The Impacts of Some Conceivable Climate Changes are Large but cannot be Assessed
Although we know of no way to compute the probability of cataclysmic changes on the planet, like the reversal of the ocean current that warms Europe, large changes of climate have happened. New diseases and prolonged wars have caused calamitous centuries. Desperate masses have fled drought in places with marginal farming and growing populations. These disasters were not necessarily related to greenhouse gases, but they could be exacerbated by rapid future climate changes. Clearly, trends of economic and social development have lessened the vulnerability of many societies to climate. At the same time, trends such as increasing populations in river flood plains and low coastal areas have increased the vulnerability of some regions and nations. So, even if the United States could, by and large, adapt to climate change, the misfortunes of others unable to do so could substantially affect the United States and other industrial countries.

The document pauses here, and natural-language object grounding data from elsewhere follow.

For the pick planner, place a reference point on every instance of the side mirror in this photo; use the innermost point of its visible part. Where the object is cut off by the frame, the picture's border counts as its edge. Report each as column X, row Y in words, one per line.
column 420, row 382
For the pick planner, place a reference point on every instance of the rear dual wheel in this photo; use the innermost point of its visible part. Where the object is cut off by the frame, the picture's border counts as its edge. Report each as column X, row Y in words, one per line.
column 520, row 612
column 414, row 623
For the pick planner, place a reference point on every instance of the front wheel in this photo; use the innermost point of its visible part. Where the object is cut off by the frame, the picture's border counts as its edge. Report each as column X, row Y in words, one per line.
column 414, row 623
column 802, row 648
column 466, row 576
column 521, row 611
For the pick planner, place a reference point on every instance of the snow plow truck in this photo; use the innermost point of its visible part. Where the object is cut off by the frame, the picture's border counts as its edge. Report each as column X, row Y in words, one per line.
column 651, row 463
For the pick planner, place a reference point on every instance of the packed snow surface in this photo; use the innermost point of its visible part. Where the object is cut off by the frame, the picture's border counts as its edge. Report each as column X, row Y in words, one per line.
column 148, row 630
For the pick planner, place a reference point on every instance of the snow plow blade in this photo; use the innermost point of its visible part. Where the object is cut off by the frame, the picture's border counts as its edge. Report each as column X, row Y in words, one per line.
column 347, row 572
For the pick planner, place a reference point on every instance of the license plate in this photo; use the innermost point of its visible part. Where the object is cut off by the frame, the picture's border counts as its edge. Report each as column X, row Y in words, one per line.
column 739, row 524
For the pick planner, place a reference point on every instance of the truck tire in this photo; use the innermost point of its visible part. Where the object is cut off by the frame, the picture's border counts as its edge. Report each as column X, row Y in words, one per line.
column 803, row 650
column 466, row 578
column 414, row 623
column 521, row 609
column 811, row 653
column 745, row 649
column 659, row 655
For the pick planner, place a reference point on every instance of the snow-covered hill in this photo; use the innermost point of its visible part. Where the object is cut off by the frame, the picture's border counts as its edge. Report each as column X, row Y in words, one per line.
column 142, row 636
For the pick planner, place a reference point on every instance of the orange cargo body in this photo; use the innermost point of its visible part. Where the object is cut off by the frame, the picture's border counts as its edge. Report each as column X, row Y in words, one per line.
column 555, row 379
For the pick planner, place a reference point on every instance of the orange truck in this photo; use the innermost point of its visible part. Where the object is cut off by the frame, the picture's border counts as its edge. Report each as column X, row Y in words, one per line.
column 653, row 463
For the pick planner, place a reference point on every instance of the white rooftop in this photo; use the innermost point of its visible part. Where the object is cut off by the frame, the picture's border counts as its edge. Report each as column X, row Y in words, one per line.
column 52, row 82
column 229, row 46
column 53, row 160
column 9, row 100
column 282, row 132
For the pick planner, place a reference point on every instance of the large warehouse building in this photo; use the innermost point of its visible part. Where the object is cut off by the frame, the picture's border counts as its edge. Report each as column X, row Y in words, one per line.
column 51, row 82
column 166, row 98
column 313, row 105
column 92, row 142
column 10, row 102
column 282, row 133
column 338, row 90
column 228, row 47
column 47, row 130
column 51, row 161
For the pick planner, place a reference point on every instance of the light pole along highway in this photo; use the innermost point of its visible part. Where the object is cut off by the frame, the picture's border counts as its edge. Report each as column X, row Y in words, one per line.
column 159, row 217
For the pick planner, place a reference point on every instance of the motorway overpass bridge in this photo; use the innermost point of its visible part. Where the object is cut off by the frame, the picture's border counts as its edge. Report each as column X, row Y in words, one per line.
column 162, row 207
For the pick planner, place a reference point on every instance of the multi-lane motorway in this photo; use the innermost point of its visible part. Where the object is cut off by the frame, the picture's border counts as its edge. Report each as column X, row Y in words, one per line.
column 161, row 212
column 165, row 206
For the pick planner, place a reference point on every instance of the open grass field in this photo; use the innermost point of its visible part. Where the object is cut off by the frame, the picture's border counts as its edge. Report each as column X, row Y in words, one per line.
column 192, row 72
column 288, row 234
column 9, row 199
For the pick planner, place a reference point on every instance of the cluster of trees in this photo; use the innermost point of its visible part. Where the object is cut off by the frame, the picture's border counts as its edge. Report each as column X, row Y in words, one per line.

Over the next 50 years some nations will probably reduce their vulnerability to climate change, but others may become more vulnerable. Although migration is possible and domestic tranquility can sometimes be maintained, major climate changes could overtax societal capabilities, especially of poor countries. The probability and nature of such unexpected changes are unknown. Therefore, we cannot predict their impacts or devise adaptations to them.
References
Intergovernmental Panel on Climate Change. 1990. Climate Change: The IPCC Impacts Assessment, W. J. McG. Tegart, G. W. Sheldon, and D. C. Griffiths, eds. Canberra: Australian Government Publishing Service. Available, in the United States, from International Specialized Book Service, Portland, Oregon.
Smith, J. B., and D. A. Tirpak, eds. 1989. The Potential Effects of Global Climate Change on the United States. Washington, D.C.: U.S. Environmental Protection Agency.
United Nations Environment Programme and The Beijer Institute. 1989. The Full Range of Responses to Anticipated Climatic Change. Nairobi: United Nations Environmental Programme.